To analyze coping styles of fibromyalgia (FM) patients with specific emphasis on differences in coping styles between fibromyalgia patients with and without post traumatic stress disorder (PTSD). Seventy-seven consecutive patients (40 women and 37 men) who fulfilled ACR criteria for FM, and 48 healthy controls, completed questionnaires measuring prevalence and severity of PTSD symptoms, including the structured clinical interview for DSM-III-R-non-patient edition (SCID-NP) and the clinician administered PTSD scale (CAPS). Subjects were divided into two groups based on the presence or absence of PTSD symptoms. Subsequently, coping styles were measured using the Albert Einstein College of Medicine (AECOM) Coping Style Questionnaire. Student t tests were used to compare the means of quantitative variables, and proportions were compared by Chi square tests. Analysis of variance (ANOVA) was used to compare the scores of the FM patients with and without PTSD, as well as to estimate the effect of gender on psychiatric variables. FM patients exhibit significantly higher levels of suppression (P < 0.00001), help-seeking (P < 0.007), replacement (P < 0.003), substitution (P < 0.002), and reversal (P < 0.004) compared with healthy controls. FM patients with PTSD and without PTSD differed significantly only on the suppression subscale (P < 0.02). FM patients that have PTSD presented higher suppression scores compared to FM patients without PTSD. No significant difference was noted on scales of minimization, help-seeking, replacement, blame, substitution, mapping, and reversal.

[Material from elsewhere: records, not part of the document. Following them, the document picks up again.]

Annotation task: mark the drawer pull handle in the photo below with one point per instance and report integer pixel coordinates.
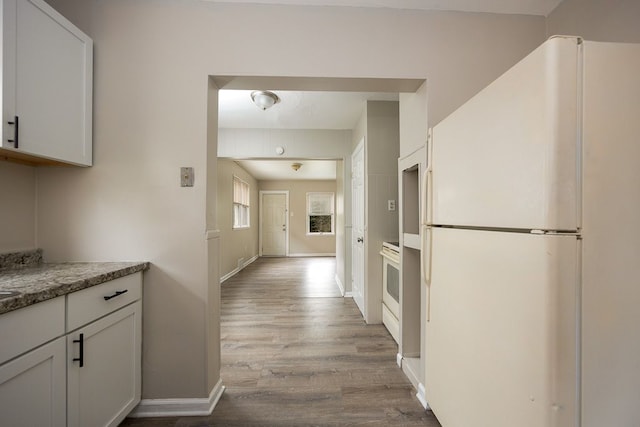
(81, 358)
(118, 293)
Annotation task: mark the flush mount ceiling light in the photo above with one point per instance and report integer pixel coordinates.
(264, 99)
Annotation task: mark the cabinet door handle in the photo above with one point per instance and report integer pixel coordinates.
(16, 132)
(117, 293)
(81, 351)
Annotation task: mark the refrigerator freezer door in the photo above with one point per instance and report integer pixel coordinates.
(501, 339)
(508, 157)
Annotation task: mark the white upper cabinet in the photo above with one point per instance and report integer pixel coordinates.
(47, 83)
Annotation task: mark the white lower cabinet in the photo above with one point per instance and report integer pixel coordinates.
(87, 375)
(32, 388)
(103, 369)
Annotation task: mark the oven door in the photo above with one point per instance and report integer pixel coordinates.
(391, 284)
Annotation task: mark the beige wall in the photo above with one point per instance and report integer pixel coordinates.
(382, 149)
(17, 207)
(152, 59)
(299, 242)
(597, 20)
(240, 245)
(341, 243)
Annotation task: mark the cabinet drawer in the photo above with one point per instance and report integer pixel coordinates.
(93, 303)
(24, 329)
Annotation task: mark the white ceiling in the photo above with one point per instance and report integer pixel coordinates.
(523, 7)
(334, 110)
(296, 110)
(281, 169)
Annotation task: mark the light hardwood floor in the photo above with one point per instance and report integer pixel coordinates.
(295, 353)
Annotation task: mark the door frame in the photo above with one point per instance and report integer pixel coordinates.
(260, 226)
(360, 148)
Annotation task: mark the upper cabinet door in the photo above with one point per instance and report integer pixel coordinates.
(47, 84)
(509, 157)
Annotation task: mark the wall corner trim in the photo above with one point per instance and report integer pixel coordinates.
(148, 408)
(421, 397)
(212, 234)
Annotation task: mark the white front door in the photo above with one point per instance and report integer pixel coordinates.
(357, 236)
(274, 224)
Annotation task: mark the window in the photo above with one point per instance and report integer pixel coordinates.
(240, 203)
(320, 215)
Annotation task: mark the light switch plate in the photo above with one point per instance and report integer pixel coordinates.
(186, 177)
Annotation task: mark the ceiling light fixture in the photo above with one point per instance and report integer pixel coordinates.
(264, 99)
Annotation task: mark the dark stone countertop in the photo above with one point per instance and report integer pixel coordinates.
(36, 281)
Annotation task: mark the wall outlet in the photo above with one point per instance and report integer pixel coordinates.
(186, 177)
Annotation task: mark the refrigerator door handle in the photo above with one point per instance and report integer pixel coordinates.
(425, 264)
(425, 203)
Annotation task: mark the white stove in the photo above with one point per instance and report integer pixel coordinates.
(391, 287)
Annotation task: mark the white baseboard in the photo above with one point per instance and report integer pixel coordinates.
(238, 270)
(340, 285)
(310, 255)
(421, 396)
(149, 408)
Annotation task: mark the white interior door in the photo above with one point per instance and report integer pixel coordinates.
(501, 338)
(274, 224)
(357, 212)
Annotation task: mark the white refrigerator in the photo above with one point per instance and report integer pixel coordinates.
(532, 245)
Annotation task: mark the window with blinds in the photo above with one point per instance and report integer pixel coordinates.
(241, 203)
(320, 213)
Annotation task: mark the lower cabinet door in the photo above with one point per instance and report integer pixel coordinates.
(103, 369)
(32, 388)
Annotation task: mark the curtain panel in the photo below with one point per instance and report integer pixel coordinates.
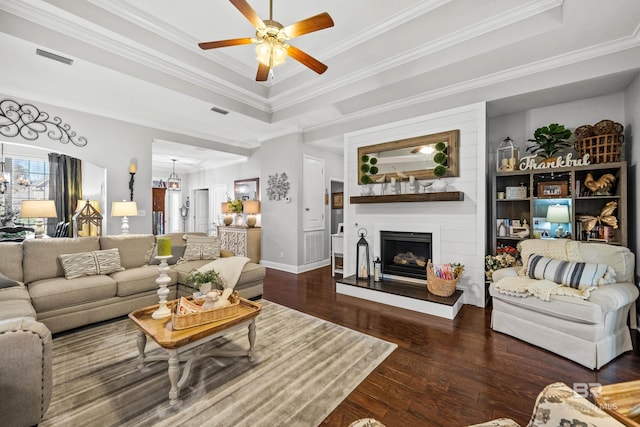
(65, 187)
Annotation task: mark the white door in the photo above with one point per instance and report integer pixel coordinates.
(313, 193)
(219, 196)
(201, 210)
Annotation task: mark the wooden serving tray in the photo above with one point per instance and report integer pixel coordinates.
(162, 332)
(618, 399)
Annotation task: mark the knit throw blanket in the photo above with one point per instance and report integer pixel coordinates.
(543, 289)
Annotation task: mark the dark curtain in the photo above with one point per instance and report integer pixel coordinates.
(65, 187)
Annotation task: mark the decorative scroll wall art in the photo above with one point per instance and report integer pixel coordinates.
(278, 186)
(29, 122)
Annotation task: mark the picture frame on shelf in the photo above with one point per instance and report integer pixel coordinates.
(553, 189)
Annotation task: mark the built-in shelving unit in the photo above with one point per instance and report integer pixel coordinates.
(569, 182)
(445, 196)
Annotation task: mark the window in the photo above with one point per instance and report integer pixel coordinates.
(29, 181)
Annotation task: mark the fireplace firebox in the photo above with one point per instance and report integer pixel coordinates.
(405, 254)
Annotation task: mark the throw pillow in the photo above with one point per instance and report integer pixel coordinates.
(91, 263)
(177, 252)
(577, 275)
(200, 247)
(5, 282)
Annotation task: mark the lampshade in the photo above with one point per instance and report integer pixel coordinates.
(558, 213)
(38, 209)
(251, 207)
(124, 209)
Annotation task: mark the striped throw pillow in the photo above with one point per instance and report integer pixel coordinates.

Our results have delineated coping patterns of FM patients, identifying suppression, help-seeking, replacement, substitution and replacement as strategies more common among these patients. We further identified suppression as the only coping style significantly more common among FM patients with co-morbid PTSD then among FM patients without such a diagnosis. Our results may serve to further characterize cognitive and behavioral aspects of FM patients and subsequently guide therapeutic interventions.